As your question suggests, such a machine can be simulated by a single-tape TM. Even better, it can be done with only quadratic slowdown (so for polynomially closed classes, it's sufficient to talk about single-tape machines).

The proof for this is somewhat involved, and easily available with a simple web search, so I'll just sketch the key mapping of the $k$ tapes to a single tape.

The basic idea is pretty straightforward; we simply add a few new symbols and keep track of each tape and head one after the other. At each step in the computation we can only have visited a finite amount of any of the tapes, so we need only to store this much information about each tape. Thus for each $\gamma \in \Gamma$ we add a new symbol $\underline{\gamma}$ to $\Gamma$ which will indicate where the head (for each tape) is at any point in the computation. We also introduce a separator character $\#$ to $\Gamma$ which will indicate the start and end of the "virtual" tapes. Given input $\omega = \omega_{1}\ldots\omega_{n}$ (we can assume that even on the multi-tape machine all of the input is on the first tape - proving why is a good exercise) on the multi-tape machine, our single-tape machine will have input $$ \underbrace{\#\underline{\omega_{1}}\ldots\omega_{n}\#\underline{\sqcup}\#\underline{\sqcup}\#\ldots\#\underline{\sqcup}\#}_{k \text{ sections, one per tape}}\sqcup\sqcup\sqcup\sqcup\sqcup\sqcup\ldots $$

We then use the state of the single-tape machine to encode what state the multi-tape machine is in and what the heads are looking at. The transition function of the single-tape machine is a multistage simulation of the multi-tape transition function, where we perform the $k$ different tape actions appropriately, moving up the single tape to each section in turn. The only wrinkles left are shifting everything along when we run out of space in a section (but such a sub-machine is a simple exercise) - we never reduce the size of each section.

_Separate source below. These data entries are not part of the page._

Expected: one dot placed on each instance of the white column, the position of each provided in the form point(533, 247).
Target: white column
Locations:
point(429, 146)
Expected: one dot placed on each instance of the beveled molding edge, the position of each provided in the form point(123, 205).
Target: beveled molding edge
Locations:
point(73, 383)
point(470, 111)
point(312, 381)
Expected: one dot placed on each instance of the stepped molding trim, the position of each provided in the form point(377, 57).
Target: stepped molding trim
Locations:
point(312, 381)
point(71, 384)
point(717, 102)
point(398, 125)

A (hopefully) simple example:

Say we have a 3-tape TM, where the input alphabet is just $\Sigma=\{0,1\}$, the tape alphabet is $\Gamma=\{0,1,\sqcup\}$ and the input is $\omega=10101$. The initial tape state of the machine looks like: $$ \begin{array}{lc} \text{Tape 1:} & \underset{\wedge}{1}0101\sqcup\sqcup\sqcup\ldots\\ \text{Tape 2:} & \underset{\wedge}{\sqcup}\sqcup\sqcup\sqcup\sqcup\sqcup\ldots\\ \text{Tape 3:} & \underset{\wedge}{\sqcup}\sqcup\sqcup\sqcup\sqcup\sqcup\ldots\\ \end{array} $$ The "$\wedge$" is to denote where the read/write head is on each tape.

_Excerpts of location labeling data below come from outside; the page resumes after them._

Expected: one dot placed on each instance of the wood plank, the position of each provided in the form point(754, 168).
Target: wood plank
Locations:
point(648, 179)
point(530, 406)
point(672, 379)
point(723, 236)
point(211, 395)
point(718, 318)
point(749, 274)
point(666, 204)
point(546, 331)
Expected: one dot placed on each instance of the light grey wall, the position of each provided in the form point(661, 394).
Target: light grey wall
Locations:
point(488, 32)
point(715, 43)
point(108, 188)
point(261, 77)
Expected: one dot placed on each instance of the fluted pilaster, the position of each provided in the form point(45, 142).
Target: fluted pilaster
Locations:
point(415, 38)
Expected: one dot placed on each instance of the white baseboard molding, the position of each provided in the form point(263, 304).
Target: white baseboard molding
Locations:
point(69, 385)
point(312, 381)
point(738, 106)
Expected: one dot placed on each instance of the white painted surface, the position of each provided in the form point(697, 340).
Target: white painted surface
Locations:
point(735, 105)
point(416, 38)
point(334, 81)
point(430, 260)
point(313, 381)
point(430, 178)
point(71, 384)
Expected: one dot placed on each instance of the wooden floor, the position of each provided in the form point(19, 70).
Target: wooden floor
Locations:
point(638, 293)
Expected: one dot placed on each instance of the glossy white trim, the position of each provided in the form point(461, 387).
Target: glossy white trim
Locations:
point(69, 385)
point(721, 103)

To construct the combined single-tape machine, we need to add new symbols to the tape alphabet:

  1. We need a symbol that will denote the start and end of the simulated tapes
  2. For each symbol in $\Gamma$ we also need a version that indicates that the simulated tape head is at that character on the simulated tape.

So for the single-tape machine, our new tape alphabet is $\Gamma' =\{0,1,\sqcup,\underline{0},\underline{1},\underline{\sqcup},\#\}$. The initial state of the tape is: $$ \#\underset{\wedge}{\underline{1}}0101\#\underline{\sqcup}\#\underline{\sqcup}\#\sqcup\sqcup\sqcup\ldots $$ Note the difference between the head of the machine (the $\wedge$) and the simulated heads of the 3 simulated tapes (the underlined characters). Of course the tape extends infinitely to the right as usual. I have also cheated mildly by moving the tape head to the first character on the first string; strictly it should start out on the leftmost cell, but this is a trivial technicality.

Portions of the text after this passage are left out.